Yet, the gravel paths, the stone bridge, Rogers Brook, numerous bushes, and the trees that survived the hurricanes of 1938 and 1954 lent the Park a decent appearance, even though most citizens used the Park only with their eyes as they drove by. But even some of that view diminished with the death of the brook. It aggravated neighbors by flooding too many times; so, in 1968, draconian Andover executed and buried the brook, which caused the stone bridge to become an amusing, but pretty, bridge to nowhere.
After my childhood, even the Park’s reputation was hurt. In the 1970s and early ’80s, hoodlums with big mouths and loud cars parked at twilight along Whittier Street near the bandstand. (Back then, Whittier went through to Bartlett (historically spelled with two Ts on the end).
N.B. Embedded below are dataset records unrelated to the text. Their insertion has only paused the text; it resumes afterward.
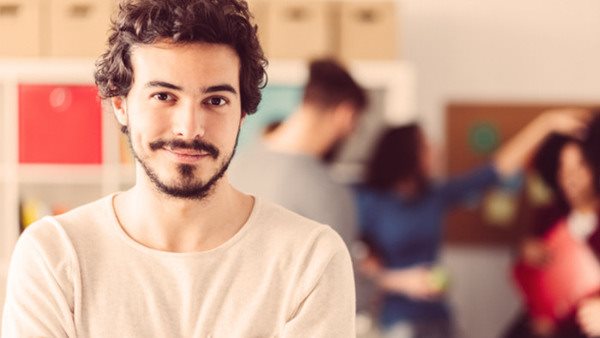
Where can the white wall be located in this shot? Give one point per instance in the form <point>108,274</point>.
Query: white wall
<point>496,50</point>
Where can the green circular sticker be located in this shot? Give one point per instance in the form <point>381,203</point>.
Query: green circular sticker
<point>483,137</point>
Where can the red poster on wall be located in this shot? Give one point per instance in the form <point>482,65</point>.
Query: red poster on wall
<point>60,124</point>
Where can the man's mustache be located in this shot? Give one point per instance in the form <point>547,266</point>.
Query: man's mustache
<point>181,144</point>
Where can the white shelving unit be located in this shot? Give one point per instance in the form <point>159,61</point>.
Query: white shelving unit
<point>74,185</point>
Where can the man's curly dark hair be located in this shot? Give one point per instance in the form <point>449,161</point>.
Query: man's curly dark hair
<point>227,22</point>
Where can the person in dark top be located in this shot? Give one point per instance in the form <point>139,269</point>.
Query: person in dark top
<point>401,213</point>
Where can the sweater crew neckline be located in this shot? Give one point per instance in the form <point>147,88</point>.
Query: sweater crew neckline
<point>123,236</point>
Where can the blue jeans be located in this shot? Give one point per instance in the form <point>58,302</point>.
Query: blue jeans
<point>438,328</point>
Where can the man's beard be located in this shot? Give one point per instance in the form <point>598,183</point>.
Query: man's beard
<point>185,187</point>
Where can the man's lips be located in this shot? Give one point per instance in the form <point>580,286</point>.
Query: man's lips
<point>187,152</point>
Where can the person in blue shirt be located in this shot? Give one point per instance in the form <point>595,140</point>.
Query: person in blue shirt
<point>401,214</point>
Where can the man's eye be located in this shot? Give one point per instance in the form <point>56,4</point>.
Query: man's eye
<point>162,96</point>
<point>216,101</point>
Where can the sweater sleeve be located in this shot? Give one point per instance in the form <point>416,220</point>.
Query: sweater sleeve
<point>39,297</point>
<point>329,308</point>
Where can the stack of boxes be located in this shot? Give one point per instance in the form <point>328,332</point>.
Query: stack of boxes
<point>346,29</point>
<point>288,29</point>
<point>54,28</point>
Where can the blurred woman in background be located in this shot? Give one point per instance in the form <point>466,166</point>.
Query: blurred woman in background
<point>568,166</point>
<point>401,213</point>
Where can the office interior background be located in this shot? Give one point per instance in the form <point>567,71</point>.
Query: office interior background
<point>471,72</point>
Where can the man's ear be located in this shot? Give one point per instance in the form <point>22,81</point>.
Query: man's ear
<point>119,105</point>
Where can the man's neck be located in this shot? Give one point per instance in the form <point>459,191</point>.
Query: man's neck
<point>165,223</point>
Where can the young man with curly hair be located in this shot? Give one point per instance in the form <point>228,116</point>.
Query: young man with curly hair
<point>182,253</point>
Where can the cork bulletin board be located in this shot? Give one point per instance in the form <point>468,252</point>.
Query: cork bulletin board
<point>503,214</point>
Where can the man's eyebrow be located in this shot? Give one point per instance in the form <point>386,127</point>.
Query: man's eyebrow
<point>220,88</point>
<point>163,84</point>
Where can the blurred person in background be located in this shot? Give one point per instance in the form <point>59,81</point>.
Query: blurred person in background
<point>568,166</point>
<point>401,216</point>
<point>287,164</point>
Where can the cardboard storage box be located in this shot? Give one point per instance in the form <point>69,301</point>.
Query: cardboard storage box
<point>20,28</point>
<point>368,30</point>
<point>300,29</point>
<point>79,28</point>
<point>59,124</point>
<point>259,9</point>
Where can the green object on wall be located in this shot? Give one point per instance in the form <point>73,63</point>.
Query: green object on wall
<point>484,137</point>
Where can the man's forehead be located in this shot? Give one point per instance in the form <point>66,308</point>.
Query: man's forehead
<point>202,64</point>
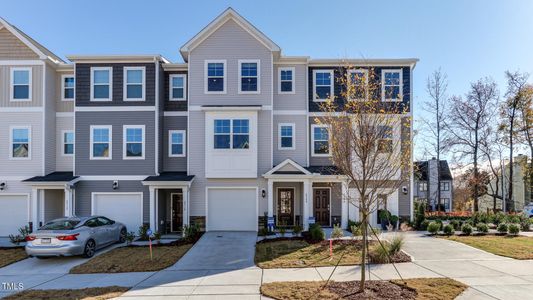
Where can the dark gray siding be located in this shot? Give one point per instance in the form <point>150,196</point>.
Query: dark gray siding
<point>83,85</point>
<point>115,166</point>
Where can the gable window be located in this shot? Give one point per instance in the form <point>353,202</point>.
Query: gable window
<point>248,76</point>
<point>178,87</point>
<point>101,142</point>
<point>286,80</point>
<point>176,143</point>
<point>133,142</point>
<point>67,87</point>
<point>391,85</point>
<point>20,142</point>
<point>134,82</point>
<point>20,84</point>
<point>215,82</point>
<point>101,83</point>
<point>323,85</point>
<point>286,136</point>
<point>320,143</point>
<point>68,143</point>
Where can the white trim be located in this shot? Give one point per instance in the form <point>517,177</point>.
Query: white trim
<point>125,83</point>
<point>184,144</point>
<point>171,87</point>
<point>225,78</point>
<point>293,70</point>
<point>125,142</point>
<point>258,77</point>
<point>110,142</point>
<point>110,84</point>
<point>12,84</point>
<point>293,137</point>
<point>11,128</point>
<point>331,88</point>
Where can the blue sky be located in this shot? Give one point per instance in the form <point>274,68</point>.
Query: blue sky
<point>467,39</point>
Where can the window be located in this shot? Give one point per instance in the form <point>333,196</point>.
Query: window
<point>320,145</point>
<point>176,143</point>
<point>249,76</point>
<point>215,82</point>
<point>232,134</point>
<point>20,84</point>
<point>286,80</point>
<point>358,84</point>
<point>286,136</point>
<point>68,143</point>
<point>323,85</point>
<point>133,142</point>
<point>101,146</point>
<point>391,85</point>
<point>134,78</point>
<point>101,83</point>
<point>178,87</point>
<point>67,87</point>
<point>20,142</point>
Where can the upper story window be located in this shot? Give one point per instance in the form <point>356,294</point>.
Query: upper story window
<point>101,142</point>
<point>249,76</point>
<point>133,142</point>
<point>286,80</point>
<point>20,84</point>
<point>320,140</point>
<point>286,136</point>
<point>178,87</point>
<point>215,81</point>
<point>391,85</point>
<point>101,83</point>
<point>20,142</point>
<point>67,87</point>
<point>176,143</point>
<point>134,83</point>
<point>322,85</point>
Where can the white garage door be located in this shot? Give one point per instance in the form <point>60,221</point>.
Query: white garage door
<point>13,213</point>
<point>123,208</point>
<point>232,209</point>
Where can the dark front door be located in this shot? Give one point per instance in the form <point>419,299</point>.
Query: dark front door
<point>321,206</point>
<point>176,211</point>
<point>285,207</point>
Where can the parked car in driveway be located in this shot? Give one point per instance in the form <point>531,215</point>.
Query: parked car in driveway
<point>74,236</point>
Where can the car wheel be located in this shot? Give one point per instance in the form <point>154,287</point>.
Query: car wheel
<point>90,249</point>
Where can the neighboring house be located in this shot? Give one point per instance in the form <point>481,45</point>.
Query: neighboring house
<point>427,181</point>
<point>222,140</point>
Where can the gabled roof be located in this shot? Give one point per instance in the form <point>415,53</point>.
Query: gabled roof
<point>228,14</point>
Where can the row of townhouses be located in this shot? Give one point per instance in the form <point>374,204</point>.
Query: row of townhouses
<point>224,140</point>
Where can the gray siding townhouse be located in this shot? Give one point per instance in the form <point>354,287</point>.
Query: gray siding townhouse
<point>224,140</point>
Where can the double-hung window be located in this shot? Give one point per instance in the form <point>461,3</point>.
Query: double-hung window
<point>215,81</point>
<point>101,142</point>
<point>133,142</point>
<point>322,85</point>
<point>20,142</point>
<point>286,136</point>
<point>178,87</point>
<point>391,85</point>
<point>101,83</point>
<point>176,143</point>
<point>20,84</point>
<point>134,83</point>
<point>249,76</point>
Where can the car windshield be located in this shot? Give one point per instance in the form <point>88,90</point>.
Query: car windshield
<point>60,225</point>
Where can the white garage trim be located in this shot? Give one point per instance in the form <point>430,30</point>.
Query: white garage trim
<point>207,188</point>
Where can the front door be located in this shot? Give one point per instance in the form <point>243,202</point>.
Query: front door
<point>176,207</point>
<point>321,206</point>
<point>285,207</point>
The punks got high, traded illegal substances, and were loathsome. Finally, a young man was dragged to his death beneath a car, and this dispersed the meetings for good.
In 1984, the story becomes more pleasant. As part of the project that renovated the Town Hall and created the new town offices, the Park was turned into a beautiful place.
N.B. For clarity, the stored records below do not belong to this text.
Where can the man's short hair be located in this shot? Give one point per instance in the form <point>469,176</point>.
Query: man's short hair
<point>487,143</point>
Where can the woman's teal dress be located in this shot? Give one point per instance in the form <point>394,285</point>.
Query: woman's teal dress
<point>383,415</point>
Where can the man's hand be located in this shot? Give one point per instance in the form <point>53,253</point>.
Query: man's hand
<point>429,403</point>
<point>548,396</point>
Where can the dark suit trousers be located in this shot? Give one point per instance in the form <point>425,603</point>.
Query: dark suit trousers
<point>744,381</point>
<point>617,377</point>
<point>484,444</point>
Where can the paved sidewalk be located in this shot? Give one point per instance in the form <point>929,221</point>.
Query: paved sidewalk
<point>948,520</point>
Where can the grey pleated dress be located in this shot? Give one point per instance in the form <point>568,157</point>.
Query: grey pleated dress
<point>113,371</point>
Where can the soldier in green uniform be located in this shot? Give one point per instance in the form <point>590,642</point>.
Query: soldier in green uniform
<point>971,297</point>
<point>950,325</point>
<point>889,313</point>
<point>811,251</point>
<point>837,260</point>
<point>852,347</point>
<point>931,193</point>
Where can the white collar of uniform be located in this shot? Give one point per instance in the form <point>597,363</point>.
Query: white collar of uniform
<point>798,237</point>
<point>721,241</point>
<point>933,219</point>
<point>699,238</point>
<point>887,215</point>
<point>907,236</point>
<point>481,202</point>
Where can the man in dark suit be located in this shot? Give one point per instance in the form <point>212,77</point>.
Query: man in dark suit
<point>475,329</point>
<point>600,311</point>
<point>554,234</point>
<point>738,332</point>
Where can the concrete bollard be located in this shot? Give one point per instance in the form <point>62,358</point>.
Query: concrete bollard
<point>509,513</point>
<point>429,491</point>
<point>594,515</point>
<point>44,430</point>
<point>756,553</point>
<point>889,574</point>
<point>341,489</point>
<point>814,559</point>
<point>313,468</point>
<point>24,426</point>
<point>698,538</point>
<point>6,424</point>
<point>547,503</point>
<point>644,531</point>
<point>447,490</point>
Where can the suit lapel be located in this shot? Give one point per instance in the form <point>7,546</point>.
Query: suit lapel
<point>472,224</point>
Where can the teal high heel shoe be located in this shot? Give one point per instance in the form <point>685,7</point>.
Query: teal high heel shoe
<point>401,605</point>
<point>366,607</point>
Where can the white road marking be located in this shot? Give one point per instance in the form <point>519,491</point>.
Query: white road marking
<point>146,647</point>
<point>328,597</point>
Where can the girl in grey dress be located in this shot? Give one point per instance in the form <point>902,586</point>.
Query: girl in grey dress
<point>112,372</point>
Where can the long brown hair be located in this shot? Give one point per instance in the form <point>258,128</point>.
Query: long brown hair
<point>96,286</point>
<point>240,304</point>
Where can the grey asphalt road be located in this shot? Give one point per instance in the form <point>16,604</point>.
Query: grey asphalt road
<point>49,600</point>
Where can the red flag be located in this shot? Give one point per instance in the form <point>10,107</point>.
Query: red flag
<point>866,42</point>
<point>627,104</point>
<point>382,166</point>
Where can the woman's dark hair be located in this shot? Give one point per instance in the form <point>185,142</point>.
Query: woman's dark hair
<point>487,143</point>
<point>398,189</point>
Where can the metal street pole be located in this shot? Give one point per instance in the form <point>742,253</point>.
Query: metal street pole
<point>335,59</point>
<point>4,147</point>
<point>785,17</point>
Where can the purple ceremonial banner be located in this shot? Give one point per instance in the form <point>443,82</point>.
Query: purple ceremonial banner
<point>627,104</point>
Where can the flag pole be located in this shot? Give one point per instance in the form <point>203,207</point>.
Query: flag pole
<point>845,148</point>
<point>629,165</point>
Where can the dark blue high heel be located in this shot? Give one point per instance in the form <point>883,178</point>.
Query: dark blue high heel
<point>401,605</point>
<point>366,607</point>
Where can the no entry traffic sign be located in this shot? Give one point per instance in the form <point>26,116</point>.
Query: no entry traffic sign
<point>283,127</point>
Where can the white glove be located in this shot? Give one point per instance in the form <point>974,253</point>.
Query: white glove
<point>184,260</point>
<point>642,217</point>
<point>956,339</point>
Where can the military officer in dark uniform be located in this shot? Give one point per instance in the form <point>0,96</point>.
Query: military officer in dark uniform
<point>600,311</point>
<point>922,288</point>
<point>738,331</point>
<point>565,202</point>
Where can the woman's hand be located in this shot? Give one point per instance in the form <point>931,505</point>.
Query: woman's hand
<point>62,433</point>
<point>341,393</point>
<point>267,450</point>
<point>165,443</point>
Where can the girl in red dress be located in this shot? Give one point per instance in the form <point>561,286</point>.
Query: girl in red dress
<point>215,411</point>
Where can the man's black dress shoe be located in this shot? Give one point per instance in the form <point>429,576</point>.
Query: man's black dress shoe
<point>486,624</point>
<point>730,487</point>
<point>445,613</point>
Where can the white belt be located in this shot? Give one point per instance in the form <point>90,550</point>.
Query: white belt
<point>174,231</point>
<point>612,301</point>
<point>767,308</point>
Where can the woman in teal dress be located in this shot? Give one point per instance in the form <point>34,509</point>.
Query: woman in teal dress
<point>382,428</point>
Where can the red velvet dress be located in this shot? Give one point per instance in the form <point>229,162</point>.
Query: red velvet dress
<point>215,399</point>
Making it even better, nine years ago, veterans’ memorials began to be added. It’s a wonderful place for them, for the Park offers both peaceful times to reflect on our Andover heroes as well as a place for children and adults to play and be entertained.
The goal of the future should be for the Park to continue to bring the whole community together, for that is the spirit for which public parks are made and maintained.